That being said I don't see how this would significantly affect performance. If the "dimming/recoloring" value was floored or stepped by whatever value was the minimum perceptive difference to most users you would likely have at most two additional operations (i.e. rewrite dimming factor variable, retrieve values for next dimming factor change) per five or ten seconds. And probably significantly less than that in most use cases.
Most of the calculation for dimming values and corresponding times could be done on the front end when the custom dimming curve was committed to the config, and those values could be stored in a table.

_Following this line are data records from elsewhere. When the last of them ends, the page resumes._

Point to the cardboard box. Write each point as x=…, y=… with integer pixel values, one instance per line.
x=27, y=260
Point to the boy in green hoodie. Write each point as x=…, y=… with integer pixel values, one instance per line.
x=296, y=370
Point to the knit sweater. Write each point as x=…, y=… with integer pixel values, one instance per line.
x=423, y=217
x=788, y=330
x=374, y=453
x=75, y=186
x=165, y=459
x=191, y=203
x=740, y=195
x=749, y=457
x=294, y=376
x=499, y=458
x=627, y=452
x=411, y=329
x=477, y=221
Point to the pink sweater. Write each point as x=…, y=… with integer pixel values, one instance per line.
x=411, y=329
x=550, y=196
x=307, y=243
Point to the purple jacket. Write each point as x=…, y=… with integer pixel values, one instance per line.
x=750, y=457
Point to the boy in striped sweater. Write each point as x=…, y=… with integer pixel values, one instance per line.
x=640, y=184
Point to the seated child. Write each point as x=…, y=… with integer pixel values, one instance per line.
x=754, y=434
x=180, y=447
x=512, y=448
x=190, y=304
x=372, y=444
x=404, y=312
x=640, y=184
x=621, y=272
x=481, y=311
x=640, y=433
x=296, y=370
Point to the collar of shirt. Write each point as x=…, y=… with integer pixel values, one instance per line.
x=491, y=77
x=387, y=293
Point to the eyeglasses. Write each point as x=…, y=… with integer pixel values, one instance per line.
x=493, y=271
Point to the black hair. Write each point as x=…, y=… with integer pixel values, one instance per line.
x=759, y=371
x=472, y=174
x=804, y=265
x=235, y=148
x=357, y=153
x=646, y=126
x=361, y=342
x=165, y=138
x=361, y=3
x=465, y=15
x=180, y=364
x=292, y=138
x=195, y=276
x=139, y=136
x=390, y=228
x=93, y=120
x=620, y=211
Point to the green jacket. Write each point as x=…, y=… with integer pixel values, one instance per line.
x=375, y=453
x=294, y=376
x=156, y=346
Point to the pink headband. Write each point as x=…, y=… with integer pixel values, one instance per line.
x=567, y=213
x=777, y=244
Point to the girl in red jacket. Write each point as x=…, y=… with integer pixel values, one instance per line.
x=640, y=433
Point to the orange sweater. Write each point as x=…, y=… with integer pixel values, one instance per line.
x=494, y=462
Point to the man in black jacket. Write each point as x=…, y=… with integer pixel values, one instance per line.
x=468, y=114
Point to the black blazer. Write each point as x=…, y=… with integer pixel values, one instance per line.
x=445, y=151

The current minimum step value of the f.lux software version I'm using is 50k. Say the user wants to dim from 6500k (daylight setting) to 2000k over a 2 hour period. That is 90 increments, 80 seconds between each increment. That's also only 90 values that need to be stored. If each entry in the table takes up (I'll assume worst case here) 64B then the table would only take up 6KiB, 10 at most. Even if this was all stored in memory this would be unnoticeable. The program itself would be slightly larger in memory, but not by much... and if the setting was not being utilized by the user that module wouldn't even need to be stored in memory.
So in reality, the cost of this feature would be ~90 relatively simple value pair calculations at initialization, a few additional clock cycles at each dimming factor change during runtime, some additional code in memory for the module, and ~10KiB of either storage and/or memory for the value table.
Seems very feasible for a feature that I'm sure is desired by more people than just me.
It is also worth noting that the f.lux software is already performing most of these operations as it is deployed today. When it changes dimming factors at sunset and bedtime, it doesn't just suddenly change colors. It cycles down through the spectrum (it appears to use an acceleration function as well (starts slow, gets faster, slows back down) based on the GUI) changing the dimming factor of the display for each of those steps. I assume they're using the 50k value as their step value, as it wouldn't make much sense to write that code twice.
Again, I obviously don't have access to the source code so I don't know for sure how something like this might impact performance.... however, if there were the potential (in certain use cases) that this would be non-performant then it could be deployed as an advanced option module so that in circumstances where the additional costs were worth the gain to the end user (e.g. desktops) it was available.